Oxydizing my curry, one year later
by Clément Delafargue on October 14, 2024
In a somewhat basic move, I quit a Haskell job for a Rust job a bit more than a year ago. So it’s time for a small retrospective! Yay!
Note that I have not changed job because I wanted to stop using Haskell professionally, but because I had the opportunity to work on biscuit.
The state of Haskell jobs
I have been both in the position of recruiting Haskell developers and looking for a Haskell job in the past few years, and things are in a weird state. In general I have noted an imbalance in favor of companies: lots of talented developers want to use Haskell at work. However, once you have some professionnal experience with Haskell it gets a bit better. But yeah, the pools for both canditates and opportunities are small, so timing is everything. Also, be prepared for working / hiring in a different country.
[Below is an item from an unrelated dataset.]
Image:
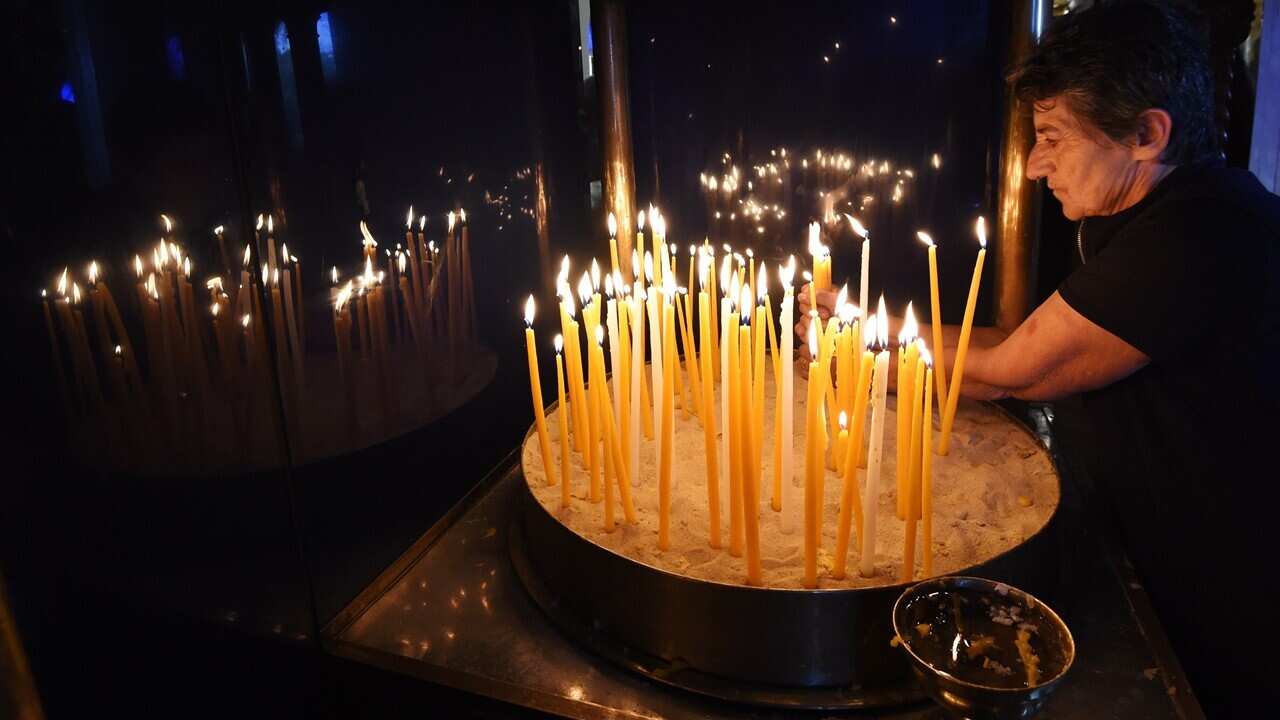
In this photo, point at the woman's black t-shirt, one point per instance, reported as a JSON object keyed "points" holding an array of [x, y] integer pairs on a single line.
{"points": [[1191, 277]]}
Being comfortable with async / remote work is super important.
Actively looking for a job is always rough, anyways and it’s sometimes hard to not take things personally.
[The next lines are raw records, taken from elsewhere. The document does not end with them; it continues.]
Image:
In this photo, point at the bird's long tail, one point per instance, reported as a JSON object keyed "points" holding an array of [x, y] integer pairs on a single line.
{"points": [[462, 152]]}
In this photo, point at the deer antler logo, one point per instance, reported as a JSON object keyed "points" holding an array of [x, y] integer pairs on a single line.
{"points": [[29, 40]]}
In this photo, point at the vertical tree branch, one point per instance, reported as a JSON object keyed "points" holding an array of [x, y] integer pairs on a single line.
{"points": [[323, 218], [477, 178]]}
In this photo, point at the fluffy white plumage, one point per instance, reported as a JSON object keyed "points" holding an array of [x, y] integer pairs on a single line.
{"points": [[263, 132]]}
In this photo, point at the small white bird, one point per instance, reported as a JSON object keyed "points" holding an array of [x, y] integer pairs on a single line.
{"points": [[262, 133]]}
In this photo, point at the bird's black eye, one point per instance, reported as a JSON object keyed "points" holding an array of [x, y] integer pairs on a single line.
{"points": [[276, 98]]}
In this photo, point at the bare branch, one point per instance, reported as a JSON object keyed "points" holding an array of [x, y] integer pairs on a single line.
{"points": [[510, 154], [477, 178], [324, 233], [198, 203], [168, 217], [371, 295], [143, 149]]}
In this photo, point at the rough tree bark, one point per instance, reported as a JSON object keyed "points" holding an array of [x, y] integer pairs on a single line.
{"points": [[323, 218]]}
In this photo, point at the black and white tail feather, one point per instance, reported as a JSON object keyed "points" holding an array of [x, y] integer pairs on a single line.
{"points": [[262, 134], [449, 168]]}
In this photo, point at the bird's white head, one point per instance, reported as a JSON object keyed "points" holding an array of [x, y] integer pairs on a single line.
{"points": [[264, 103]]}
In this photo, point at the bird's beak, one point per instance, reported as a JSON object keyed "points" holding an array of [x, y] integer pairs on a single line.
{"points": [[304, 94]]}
As for Rust, I think it has similarities with Haskell, but both the jobs/candidates pools are bigger, so things tend to be a bit more stable. Same as for Haskell, having professionnal experience with Rust makes things way easier. Lots of people want to start using Rust at work, not so many have the experience to help create and grow a Rust team.
The move from Haskell to Rust seems to be a common one, and I get it. Rust is way less niche than Haskell and somehow less scary to employers (I’ve always thought it’s a wrong impression, as I think Haskell has a smoother learning curve than Rust).
For me, I had the opportunity to work on biscuit at work with a great team, so moving from Haskell to Rust was more of a tradeoff than a deliberate choice. My initial plan was to keep using Haskell at work.
What does a year of Rust do to a diehard Haskell programmer?
I have been interested in Rust for a long time, Geoffroy Couprie and I first gave a talk about it more than ten years ago, before 1.0
was even released.
I have used Rust at work since then (not as my primary language though) and was the first one to put Rust in production at Clever Cloud, which now uses it extensively.
This familiarity with Rust definitively helped switching to Rust as my primary language.
What I miss from Haskell
I miss the high-level features of Haskell. I miss its garbage collector, I miss the typeclassopedia, I miss all the common typeclasses, I miss traverse
, I miss hoogle, I miss Validation
. I miss servant. I miss GeneralizedNewtypeDeriving. I miss symbols.
And do I miss Applicative
.
Rust is a great language, but it has been designed as a systems programming language, and it cares about things I don’t really need to care about in my day-to-day work.
Still, it has solid bases, traits and algebraic data types enable the same kinds of code modularity than in Haskell, immutability by default and constrained mutability provide a subset of guarantees enforced by Haskell’s purity.
Async programming is still cumbersome, even though the language continues to improve on that front.
Everytime I use Rust, I miss Haskell’s features.
What i do not miss from Haskell
I do not miss Haskell’s fragile tooling. Cross-compiling to static binaries is a breeze. I don’t have to debug the documentation generator every time I want to cut a release.
Everytime I use Haskell, I miss Rust’s tooling.
Do i still use Haskell?
I still use Haskell outside of work. I maintain biscuit-haskell. I recently landed a PR in servant.
It’s not really Haskell, but I snuck in Elm in an internal project at work. The more I use Elm, the more I see it as being a great language for learning and teaching, but not so good at anything else. Still, it allowed me to scratch my Haskell itch.
Closing words
Both Haskell and Rust let me achieve a level of quality I deem necessary thanks to their focus on correctness. I am still more comfortable with Haskell because it lets me think at the level of abstraction I like. Rust forces me to think at a slightly lower level and that sometimes makes things a bit inconvenient. Still, its strong focus on correctness and solid design makes it more of an inconvenience than a real blocker.
The Rust ecosystem is way more dynamic and its tooling is more stable, so the frustration I sometimes have with the language is offset by the frustration I no longer have with the tooling.
I still think Rust’s adoption is not aligned with the level of abstraction it promotes, and that most programs would benefit from higher-level languages, but most of the high-level languages are so bad that Rust is still comparatively great as a high-level programming language, just because it’s such a good language.
Algebraic Data Types matter more to me than a garbage collector. Parametric Polymorphism matters more to me than having a unified string type. The absence of null
matters more to me than automatic boxing.
On a more pragmatic note, I think focusing on Rust is also a good career move, even though it meant I left a bit of Haskell expertise behind, a sizeable part of it transferred neatly to Rust.